It is not the classic type of before the wars. But the palpable energy behind the Paul and Obama candidacies and the vacuity of those defending the status quo in US foreign policy contans hints of a new shift toward a humbler view of national security. My column in the Sunday Times airs the issue:
Since the 1930s, isolationism has rarely had a real chance at achieving the kind of ideological dominance it once had in America. The second world war and the cold war with the fascist and communist threats always in the front of American minds kept America enmeshed with the wider world. The first Gulf war seemed to presage a new form of engagement multilateral, order-oriented, pax Americana.

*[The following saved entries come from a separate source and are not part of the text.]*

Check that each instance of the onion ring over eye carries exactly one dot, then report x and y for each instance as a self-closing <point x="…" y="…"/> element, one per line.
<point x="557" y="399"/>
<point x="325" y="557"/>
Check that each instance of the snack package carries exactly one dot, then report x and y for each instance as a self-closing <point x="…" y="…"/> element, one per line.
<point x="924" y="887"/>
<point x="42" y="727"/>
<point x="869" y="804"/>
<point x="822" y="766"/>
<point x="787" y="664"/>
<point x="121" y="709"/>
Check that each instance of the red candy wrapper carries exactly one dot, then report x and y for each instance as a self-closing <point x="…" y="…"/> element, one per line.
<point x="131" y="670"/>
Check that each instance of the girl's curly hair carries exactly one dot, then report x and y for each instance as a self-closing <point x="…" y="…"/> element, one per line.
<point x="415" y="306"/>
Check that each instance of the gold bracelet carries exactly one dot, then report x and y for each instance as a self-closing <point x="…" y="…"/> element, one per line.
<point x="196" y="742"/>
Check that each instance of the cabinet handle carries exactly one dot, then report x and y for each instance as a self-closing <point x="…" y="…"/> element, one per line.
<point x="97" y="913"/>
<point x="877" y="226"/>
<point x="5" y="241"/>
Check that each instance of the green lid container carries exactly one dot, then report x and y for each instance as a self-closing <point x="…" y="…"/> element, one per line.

The Bill Clinton years can be seen in retrospect as a kind of neutral zone with much-reduced military spending, a policy of globalisation and free trade, but with sporadic intervention in various trouble spots: Haiti, Bosnia, Kosovo. Then Bush II and the launching of the New American Century, galvanised by 9/11.
At first blush, 9/11 seemed to mean the end of even the dream of leaving the rest of the world behind. After all, terror had now reached American soil. War had been declared. What choice did Americans have but to fight back?

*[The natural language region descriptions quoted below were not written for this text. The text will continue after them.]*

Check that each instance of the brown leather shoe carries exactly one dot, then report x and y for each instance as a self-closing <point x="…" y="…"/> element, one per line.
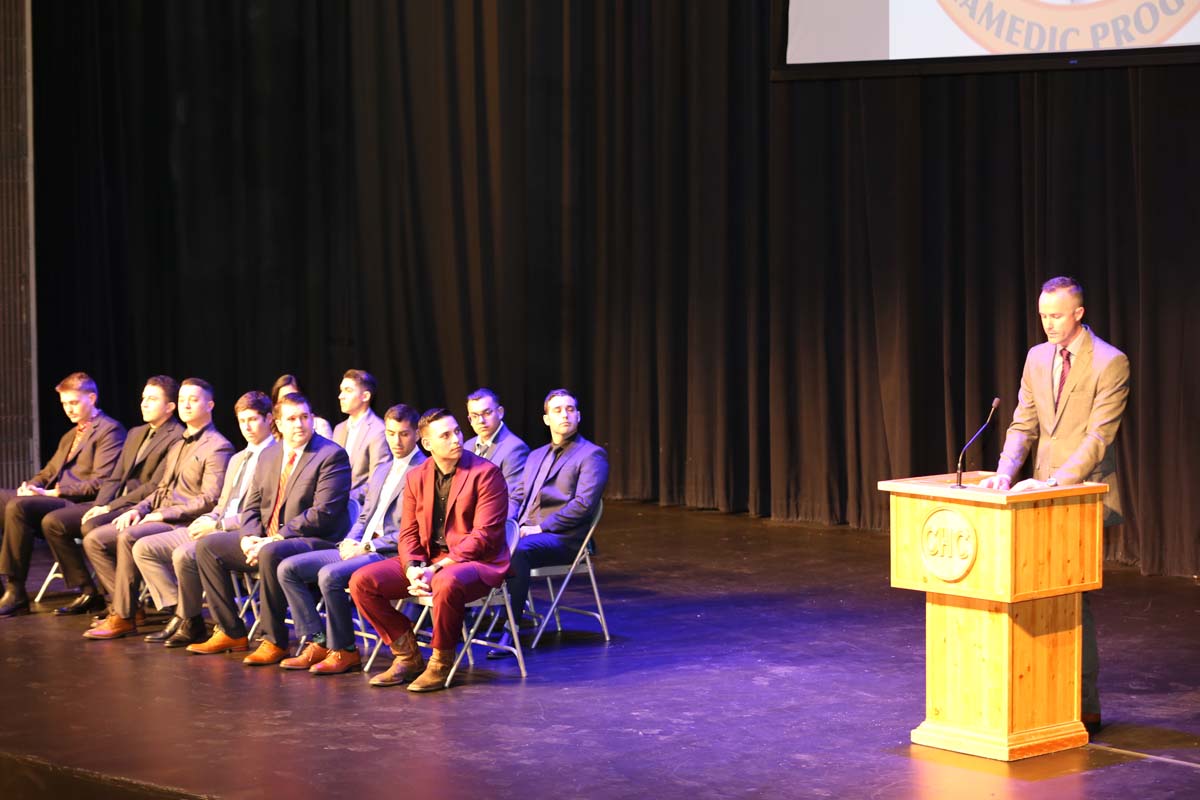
<point x="268" y="653"/>
<point x="113" y="627"/>
<point x="337" y="662"/>
<point x="435" y="675"/>
<point x="220" y="642"/>
<point x="312" y="654"/>
<point x="406" y="666"/>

But the gruelling, soul-sapping war in Iraq has unsettled that idea considerably.
Many Americans look at trying to coax democracy or even stability in the Arab world and conclude that it’s a mug’s game. If this is interventionism, could isolationism be much worse? The lead-up to the war disabused Americans of any notion that they could easily corral global support for their policing the planet. The follow-through has convinced them they cannot do it by themselves either. You can see why opting out has begun to appeal.

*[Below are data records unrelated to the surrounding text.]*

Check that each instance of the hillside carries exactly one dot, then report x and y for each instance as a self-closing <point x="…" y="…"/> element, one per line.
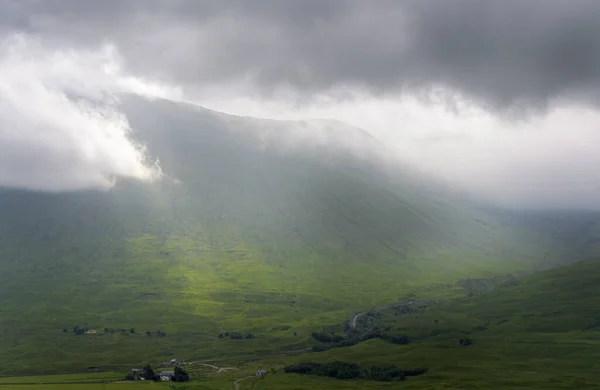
<point x="538" y="332"/>
<point x="260" y="227"/>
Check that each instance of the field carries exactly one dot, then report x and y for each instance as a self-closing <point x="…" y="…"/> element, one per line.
<point x="536" y="331"/>
<point x="249" y="237"/>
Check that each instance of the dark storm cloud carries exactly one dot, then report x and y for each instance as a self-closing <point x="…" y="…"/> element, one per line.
<point x="499" y="53"/>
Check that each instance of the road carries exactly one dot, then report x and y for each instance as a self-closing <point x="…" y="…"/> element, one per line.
<point x="423" y="303"/>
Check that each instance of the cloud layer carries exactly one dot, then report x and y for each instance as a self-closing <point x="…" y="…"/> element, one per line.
<point x="59" y="129"/>
<point x="504" y="54"/>
<point x="437" y="81"/>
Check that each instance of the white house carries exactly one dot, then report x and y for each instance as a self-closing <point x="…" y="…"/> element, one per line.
<point x="166" y="375"/>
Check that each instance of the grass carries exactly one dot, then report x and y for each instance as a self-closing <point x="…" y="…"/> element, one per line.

The Bush-Cheney argument that we have to fight the terrorists in Iraq or we will have to fight them in Kansas has not persuaded many. And rightly so. The core truth of Islamist terror, as 9/11 proved, is that it’s not that hard for very few people to do a lot of damage. The years-long occupation of a Muslim country, moreover, seems to have made the terror threat worse, not better.
Under those circumstances, why not make a tactical retreat?